Derrière les grilles
Il est des lieux d’enseignement où la logique sécuritaire dégaine plus vite que pour embastiller une maison d’arrêt. Ainsi, dans ce collège-là, les grilles d’enceinte, désormais assorties d’un sas qui fait surtout l’effet d’une cage aux fauves, ont déjà été doublées pendant l’été, bien avant celles de Grenoble-Varces : réponse des pouvoirs publics aux jets répétés de bouteilles explosives dans la cour et aux pratiques buissonnières. À leur retour de vacances, les élèves ont eu le plaisir de trouver cette somptueuse marque d’invitation et d’encouragement.
Il est des lieux d’enseignement, lookés gris tout froid, qui portent de tels stigmates, les ruines noircies, tout juste rasées, d’un gymnase accolé à l’établissement — brûlé en 2005, toujours pas reconstruit — et se tapent une telle réputation, qu’avec l’assouplissement de la carte scolaire, 41 dossiers de dérogations ont été déposés pour contourner l’entrée en Sixième. Quarante ont été acceptés par l’Inspection d’académie. Suppression de classes, disparition de l’option bilangue (2 demandes contre 16 l’année précédente) et une concentration encore plus forte d’élèves en très grande difficulté dans les classes — les résultats de l’évaluation à l’entrée en Sixième l’attestent. La relégation sociale y fonctionne à plein.

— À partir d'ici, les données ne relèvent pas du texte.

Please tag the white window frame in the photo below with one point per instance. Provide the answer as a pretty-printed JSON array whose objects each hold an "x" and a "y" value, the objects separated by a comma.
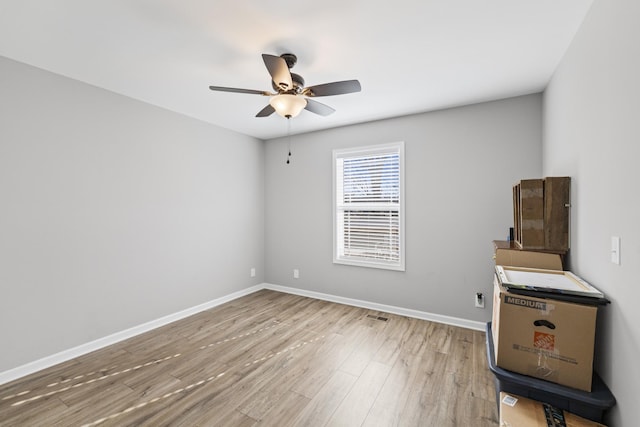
[{"x": 339, "y": 206}]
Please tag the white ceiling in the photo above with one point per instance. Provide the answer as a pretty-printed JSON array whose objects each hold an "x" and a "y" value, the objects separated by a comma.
[{"x": 410, "y": 56}]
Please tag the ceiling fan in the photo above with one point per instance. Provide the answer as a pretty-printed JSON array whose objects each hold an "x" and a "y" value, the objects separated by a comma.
[{"x": 291, "y": 96}]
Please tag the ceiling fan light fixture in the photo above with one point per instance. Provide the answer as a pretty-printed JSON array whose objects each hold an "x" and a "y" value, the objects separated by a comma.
[{"x": 288, "y": 105}]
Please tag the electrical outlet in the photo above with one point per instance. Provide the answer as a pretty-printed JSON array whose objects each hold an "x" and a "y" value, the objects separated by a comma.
[
  {"x": 615, "y": 250},
  {"x": 479, "y": 299}
]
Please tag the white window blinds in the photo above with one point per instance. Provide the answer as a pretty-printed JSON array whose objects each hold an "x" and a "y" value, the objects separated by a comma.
[{"x": 368, "y": 214}]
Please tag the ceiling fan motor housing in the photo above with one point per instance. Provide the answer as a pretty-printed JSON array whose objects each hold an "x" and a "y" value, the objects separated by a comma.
[{"x": 298, "y": 85}]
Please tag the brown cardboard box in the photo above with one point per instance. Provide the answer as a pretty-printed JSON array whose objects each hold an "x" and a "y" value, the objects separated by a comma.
[
  {"x": 522, "y": 412},
  {"x": 507, "y": 254},
  {"x": 544, "y": 338}
]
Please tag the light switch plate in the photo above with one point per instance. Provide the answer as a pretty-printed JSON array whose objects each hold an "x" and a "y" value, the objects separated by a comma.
[{"x": 615, "y": 250}]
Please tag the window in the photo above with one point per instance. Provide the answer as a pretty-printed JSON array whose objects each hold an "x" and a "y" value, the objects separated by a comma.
[{"x": 369, "y": 206}]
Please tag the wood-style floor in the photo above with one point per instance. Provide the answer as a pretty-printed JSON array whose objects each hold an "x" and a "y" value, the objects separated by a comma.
[{"x": 269, "y": 359}]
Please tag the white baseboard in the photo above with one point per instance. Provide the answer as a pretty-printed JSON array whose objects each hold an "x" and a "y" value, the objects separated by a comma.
[
  {"x": 80, "y": 350},
  {"x": 448, "y": 320}
]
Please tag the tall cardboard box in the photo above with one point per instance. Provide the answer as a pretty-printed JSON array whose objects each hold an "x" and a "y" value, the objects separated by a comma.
[
  {"x": 544, "y": 338},
  {"x": 505, "y": 253},
  {"x": 522, "y": 412}
]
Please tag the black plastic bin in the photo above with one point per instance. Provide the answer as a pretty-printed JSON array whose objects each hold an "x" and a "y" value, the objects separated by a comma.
[{"x": 591, "y": 405}]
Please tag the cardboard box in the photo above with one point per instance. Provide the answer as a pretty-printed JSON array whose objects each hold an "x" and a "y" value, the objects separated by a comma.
[
  {"x": 544, "y": 338},
  {"x": 507, "y": 254},
  {"x": 522, "y": 412}
]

Il est des lieux aux effectifs ahurissants malgré les préconisations (revendications) de celles et ceux qui y travaillent. Avec les suppressions de postes, on n’y compte plus les classes dans lesquelles les plafonds sont atteints ou presque, ce qui engendre des conditions d’étude et des gestions de classe (en terme d’espace, de matériel et d’aide au travail) toujours plus délicates. Classé ZEP et EP1, la hiérarchie va même jusqu’à y oublier (!) qu’une famille a demandé en juin le redoublement de sa fille en 5e, pour ne pas avoir à atteindre le cap des 24 élèves sur ce niveau, et franchir ce fameux seuil qui prévoit la création d’une classe supplémentaire. Dans ces conditions, autant dire que les Études dirigées et les interventions d’assitants-es pédagogiques sont de bien frêles palliatifs qui servent plus à remettre en cause le statut des personnels (horaires, missions, conditions d’exercice) qu’à aider efficacement les élèves.

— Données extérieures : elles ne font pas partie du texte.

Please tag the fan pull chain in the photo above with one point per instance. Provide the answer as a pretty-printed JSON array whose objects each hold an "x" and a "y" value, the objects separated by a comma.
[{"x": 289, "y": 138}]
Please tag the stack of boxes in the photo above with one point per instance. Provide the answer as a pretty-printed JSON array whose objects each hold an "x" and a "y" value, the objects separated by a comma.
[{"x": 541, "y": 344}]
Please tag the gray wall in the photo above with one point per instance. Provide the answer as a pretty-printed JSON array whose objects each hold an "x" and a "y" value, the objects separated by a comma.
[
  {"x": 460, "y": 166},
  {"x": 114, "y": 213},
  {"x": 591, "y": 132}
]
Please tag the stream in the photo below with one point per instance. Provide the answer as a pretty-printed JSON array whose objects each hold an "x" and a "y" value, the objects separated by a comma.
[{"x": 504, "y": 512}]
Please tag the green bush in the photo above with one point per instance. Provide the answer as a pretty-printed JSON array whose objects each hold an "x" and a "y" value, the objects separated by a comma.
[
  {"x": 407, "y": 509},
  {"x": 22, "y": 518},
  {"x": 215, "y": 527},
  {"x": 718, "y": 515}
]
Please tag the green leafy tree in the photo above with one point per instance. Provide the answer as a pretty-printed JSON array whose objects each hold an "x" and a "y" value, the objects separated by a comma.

Il est des lieux où les salles sont visitées pendant les récréations, sans effractions mais avec vols d’effets personnels à la clé, grâce à des doubles, sans que l’on songe à changer quoi que ce soit, où des élèves, du coup, finissent même par rentrer dans des réserves de manuels pour y mettre le feu. Oui, de ces lieux où il arrive aux tables de voler dans les escaliers, où des murs tremblent à contenir tant de chahut, où les cours ont de plus en plus de mal à se tenir, où la salle de permanence est retournée, où les interclasses virent à la corrida, où les personnels sont insultés, où les assistants d’éducation interceptent des couteaux par la lame, où les larmes coulent en salle des profs en fin de journée, où les anciens sont dégoûtés, où les toilettes arrivent à être mixtes plusieurs mois de suite, où les petits se retiennent d’aller, où bien des parents sont dépassés, où on convoque des mères impuissantes, femmes seules obligées de livrer leurs enfants à eux-mêmes dans des cités ravagées, matin et soir, à faire une et deux heures de ménage, pour combien d’heures de transport, et quel salaire, sur Paris.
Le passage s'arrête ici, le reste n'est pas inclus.